DIXON – VIVA! Performing Arts School, which has seen two of its employees charged in a sexual abuse investigation, has ties to a Chicago-based group that has millions of dollars in assets.
Dixon-based VIVA! has the same president, Curt Schmitt, as the Canterbury Foundation, which had more than $4.5 million in its coffers in 2012.
Canterbury has given grants to VIVA! as well as other groups, among them The Next Picture Show, another Dixon nonprofit organization.
Last week, Tim Boles, the drama director for VIVA!, was charged with failing to report abuse allegations that had been made against Robert Campbell by a former student.
Campbell, 31, was arrested Nov. 4 on three counts of aggravated sexual abuse. Dixon police began investigating Campbell after a former student sent an email alleging the abuse to Dixon Public Schools Superintendent Michael Juenger and other administrators. Juenger reported the issue to police.
After the student told Boles about the abuse, officials said, Campbell continued to actively work with VIVA! programs as well as during private lessons. Boles never reported it to police, authorities said.
Campbell was a part-time school employee who worked on performances for the theater department of Dixon Public Schools. The abuse didn’t take place in the public schools, police said.
School officials advised to stay silent
Police Chief Danny Langloss said last week that police have statements from more than one person indicating that Schmitt also knew about the allegations.
Schmitt didn’t return a message left at his Chicago phone number Tuesday.
Barbara Sullivan, VIVA!’s attorney, said she had instructed Schmitt and others at VIVA! not to comment on the allegations of sexual abuse.
“Trying this case in the court of public opinion is a bad idea,” she said.
In response to the chief’s statement about Schmitt, Sullivan called it “ridiculous.”
“If he has some evidence, then I assume the state’s attorney, who would be the appropriate person to file an indictment, would do that,” Sullivan said. “That hasn’t been done. I don’t know why the police chief is making statements like that.”
Langloss said Tuesday that the investigation is ongoing.
“[Schmitt] continues to refuse to talk with us and return our calls,” the chief said. “My detectives are creating their game plan.There is a potential he could be charged criminally. That final decision hasn’t been made.”

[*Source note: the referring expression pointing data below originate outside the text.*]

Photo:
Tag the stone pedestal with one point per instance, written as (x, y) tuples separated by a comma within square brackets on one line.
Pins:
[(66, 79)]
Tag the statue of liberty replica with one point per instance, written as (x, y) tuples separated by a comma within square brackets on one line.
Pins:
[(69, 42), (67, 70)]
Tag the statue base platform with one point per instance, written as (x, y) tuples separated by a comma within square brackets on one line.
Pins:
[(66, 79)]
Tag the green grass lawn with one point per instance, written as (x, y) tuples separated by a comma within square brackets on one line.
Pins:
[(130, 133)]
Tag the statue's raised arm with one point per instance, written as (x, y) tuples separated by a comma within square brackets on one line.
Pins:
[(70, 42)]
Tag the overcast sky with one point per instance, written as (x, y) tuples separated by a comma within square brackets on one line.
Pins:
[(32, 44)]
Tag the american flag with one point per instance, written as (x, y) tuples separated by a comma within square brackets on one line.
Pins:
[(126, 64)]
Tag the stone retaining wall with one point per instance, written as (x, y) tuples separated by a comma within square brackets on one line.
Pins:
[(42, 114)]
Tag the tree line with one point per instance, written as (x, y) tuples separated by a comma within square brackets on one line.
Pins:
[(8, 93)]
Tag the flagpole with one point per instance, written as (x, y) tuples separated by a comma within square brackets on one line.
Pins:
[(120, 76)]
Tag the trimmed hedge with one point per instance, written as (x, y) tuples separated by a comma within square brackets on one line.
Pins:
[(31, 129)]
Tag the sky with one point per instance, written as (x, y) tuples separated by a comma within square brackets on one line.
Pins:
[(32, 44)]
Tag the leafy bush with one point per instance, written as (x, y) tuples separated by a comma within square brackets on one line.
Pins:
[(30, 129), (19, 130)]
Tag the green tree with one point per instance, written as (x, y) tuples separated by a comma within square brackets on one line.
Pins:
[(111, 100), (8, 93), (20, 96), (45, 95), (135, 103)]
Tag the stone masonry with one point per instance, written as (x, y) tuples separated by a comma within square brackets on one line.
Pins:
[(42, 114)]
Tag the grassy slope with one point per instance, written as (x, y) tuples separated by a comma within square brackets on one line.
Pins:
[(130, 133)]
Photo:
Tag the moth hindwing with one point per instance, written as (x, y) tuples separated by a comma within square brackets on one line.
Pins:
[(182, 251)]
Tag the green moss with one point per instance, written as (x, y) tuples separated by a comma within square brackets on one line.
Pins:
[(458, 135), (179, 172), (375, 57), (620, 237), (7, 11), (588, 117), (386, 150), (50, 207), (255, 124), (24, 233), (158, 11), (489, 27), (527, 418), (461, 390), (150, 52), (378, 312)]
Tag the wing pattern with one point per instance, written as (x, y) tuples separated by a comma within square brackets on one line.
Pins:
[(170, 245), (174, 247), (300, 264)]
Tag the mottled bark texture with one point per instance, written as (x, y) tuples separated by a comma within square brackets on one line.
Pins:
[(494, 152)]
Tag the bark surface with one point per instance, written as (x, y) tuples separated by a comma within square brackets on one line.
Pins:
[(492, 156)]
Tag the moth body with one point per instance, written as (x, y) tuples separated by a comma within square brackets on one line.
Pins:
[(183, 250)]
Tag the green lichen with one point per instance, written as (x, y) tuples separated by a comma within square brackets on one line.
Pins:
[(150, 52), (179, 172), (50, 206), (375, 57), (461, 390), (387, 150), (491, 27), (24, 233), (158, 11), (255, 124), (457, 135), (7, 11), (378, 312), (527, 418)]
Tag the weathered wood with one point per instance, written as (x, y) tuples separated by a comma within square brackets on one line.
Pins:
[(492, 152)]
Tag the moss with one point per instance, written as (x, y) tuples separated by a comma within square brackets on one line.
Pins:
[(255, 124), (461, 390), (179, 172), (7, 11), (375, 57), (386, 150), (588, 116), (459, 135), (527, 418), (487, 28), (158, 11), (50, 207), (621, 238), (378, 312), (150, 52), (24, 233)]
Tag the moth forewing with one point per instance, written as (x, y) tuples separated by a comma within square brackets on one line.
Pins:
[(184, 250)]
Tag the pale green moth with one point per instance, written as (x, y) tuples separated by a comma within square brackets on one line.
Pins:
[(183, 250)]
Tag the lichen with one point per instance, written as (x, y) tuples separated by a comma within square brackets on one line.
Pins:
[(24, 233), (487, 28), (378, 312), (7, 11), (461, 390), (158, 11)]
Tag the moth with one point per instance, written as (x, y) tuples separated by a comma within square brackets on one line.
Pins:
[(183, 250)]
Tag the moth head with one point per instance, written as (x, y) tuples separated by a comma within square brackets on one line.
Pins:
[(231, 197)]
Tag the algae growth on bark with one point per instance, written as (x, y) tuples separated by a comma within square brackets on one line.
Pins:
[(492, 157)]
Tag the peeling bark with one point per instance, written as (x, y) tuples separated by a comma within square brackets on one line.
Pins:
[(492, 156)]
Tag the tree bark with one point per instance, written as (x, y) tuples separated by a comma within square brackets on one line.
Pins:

Schmitt lived in the Dixon area for years, Sullivan said, but she didn’t know what he did for a living then.
“He has been retired and does charitable work,” she said.
She emphasized that VIVA! is separate from Canterbury, saying it gives grants to the school, among other recipients.
“The Canterbury Foundation does nothing to tell VIVA! Performing Arts School how to operate their organization,” Sullivan said.
Canterbury was founded more than 20 years ago. VIVA! has been around for a few years. At first, The Next Picture Show was VIVA!’s fiscal agent, but the school became a separate nonprofit organization a couple of years ago, Sullivan said.
“[VIVA!] grew much more than they anticipated, so they incorporated,” the attorney said.
‘Canterbury has wonderful history’
Ellen Allen of Dixon, who is VIVA!’s vice president, said Canterbury’s relationship with the school is limited.
“The only way we are associated with Canterbury is that it gives us some money,” she said. “Canterbury has a wonderful history.”
She said Sullivan advised her not to comment on the sexual abuse case.
According to Canterbury’s tax forms, it gave $314,233 to nonprofit groups in 2011. Its top recipient was The Next Picture Show, which received $141,300 for a renovation project, according to the 990 form, which is publicly available.
It also donated $89,500 to the Canterbury Music Society in Sterling, the form states. Sauk Valley Media could find no information for that group.
A Dixon-based accountant for Wipfli, Rory Sohn, prepared tax forms for both Canterbury and VIVA! He couldn’t be reached for comment.
Kathy Hann, director of VIVA!, hasn’t returned numerous messages left over the past couple of weeks.
The school continues its operations, Sullivan said. But parts of its website were taken down late last week, including its homepage. The faculty page also was eliminated; it had contained biographies and pictures for a number of instructors, including Boles and Campbell.
Sullivan, who is listed in tax forms as the secretary-treasurer of Canterbury, said Sauk Valley Media shouldn’t focus on the negative.
“I would like to see the Telegraph cover the good work of these organizations, instead of this negative, salacious story,” she said. “The charges have been leveled. The arrests have been made. Now, it belongs to the court system.”